ME Payers Cover Hearing Aids, Self-Insured Companies Exempt

While Maine payers will cover up to $3,000 per hearing aid per year every three years for eligible members, the law leaves self-insured companies exempt.

Maine law now requires payers to provide hearing aid coverage, but leaves self-insured companies exempt from covering them.

Representative Jim Handy (D-ME) has noted both social and professional reasons for this legislation.

"Hearing loss can have a profoundly negative impact on so many aspects of a person's life. Improving access to hearing aids would improve the social, family and work life of thousands of Mainers,” Handy said in a press release when he first proposed the bill. “This is also a workforce development matter. As we struggle to find employees to fill many positions, there are those with hearing impairments that are ready and willing to work.”

The legislation requires payers to cover up to $3,000 for each ear that needs a hearing aid every three years. To qualify, hearing loss must be documented by a licensed provider. The hearing aid must meet state regulations. 

Up to 173,000 Maine residents suffered hearing loss in 2014, the Portland Press Herald reported.

However, in a separate article, the Portland Press Herald later stated that only a fraction of those residents would be covered under the new hearing aid law.

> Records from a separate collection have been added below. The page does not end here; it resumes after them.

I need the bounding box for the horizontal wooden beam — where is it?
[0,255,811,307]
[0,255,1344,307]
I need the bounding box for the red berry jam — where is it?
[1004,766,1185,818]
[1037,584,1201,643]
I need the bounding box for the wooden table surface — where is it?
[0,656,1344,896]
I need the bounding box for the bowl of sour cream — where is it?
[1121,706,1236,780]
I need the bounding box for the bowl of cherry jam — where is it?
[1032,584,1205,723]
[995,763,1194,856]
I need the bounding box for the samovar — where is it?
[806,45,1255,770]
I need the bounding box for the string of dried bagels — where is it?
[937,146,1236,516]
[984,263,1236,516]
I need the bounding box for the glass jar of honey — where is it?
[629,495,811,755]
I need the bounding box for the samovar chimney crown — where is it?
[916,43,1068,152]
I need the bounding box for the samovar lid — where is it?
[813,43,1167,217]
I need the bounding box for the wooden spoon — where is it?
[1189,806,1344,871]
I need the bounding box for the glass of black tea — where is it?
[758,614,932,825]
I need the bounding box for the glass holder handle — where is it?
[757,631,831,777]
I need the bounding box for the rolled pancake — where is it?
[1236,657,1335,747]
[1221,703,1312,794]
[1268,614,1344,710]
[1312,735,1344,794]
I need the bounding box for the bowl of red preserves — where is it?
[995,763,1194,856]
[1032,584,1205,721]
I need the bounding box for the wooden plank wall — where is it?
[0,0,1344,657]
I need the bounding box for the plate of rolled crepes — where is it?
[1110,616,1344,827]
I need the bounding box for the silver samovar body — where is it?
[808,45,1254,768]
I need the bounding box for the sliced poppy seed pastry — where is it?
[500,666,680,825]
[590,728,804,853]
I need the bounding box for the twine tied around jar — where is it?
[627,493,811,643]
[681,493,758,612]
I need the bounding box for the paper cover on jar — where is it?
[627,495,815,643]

According to the Portland Press Herald, the state’s exemptions release self-insured businesses from any responsibility to cover their employees’ hearing aids. The state’s officials estimate that only 6,000 of the 173,000 with hearing loss will receive coverage for hearing aids.

Despite the gap, this is still a step forward for Mainers. In previous years, only children under the age of 18 could obtain covered hearing aids and payers were only required to cover $1,400 of the expenditure, the Portland Press Herald noted.

For reference, a recent Consumer Report survey found that the typical out-of-pocket healthcare spending for a pair of hearing aids can amount to $2,691.

Should private health payers and self-insured organizations feel obligated to provide hearing healthcare benefits? The National Association of the Deaf (NAD) argues that they should.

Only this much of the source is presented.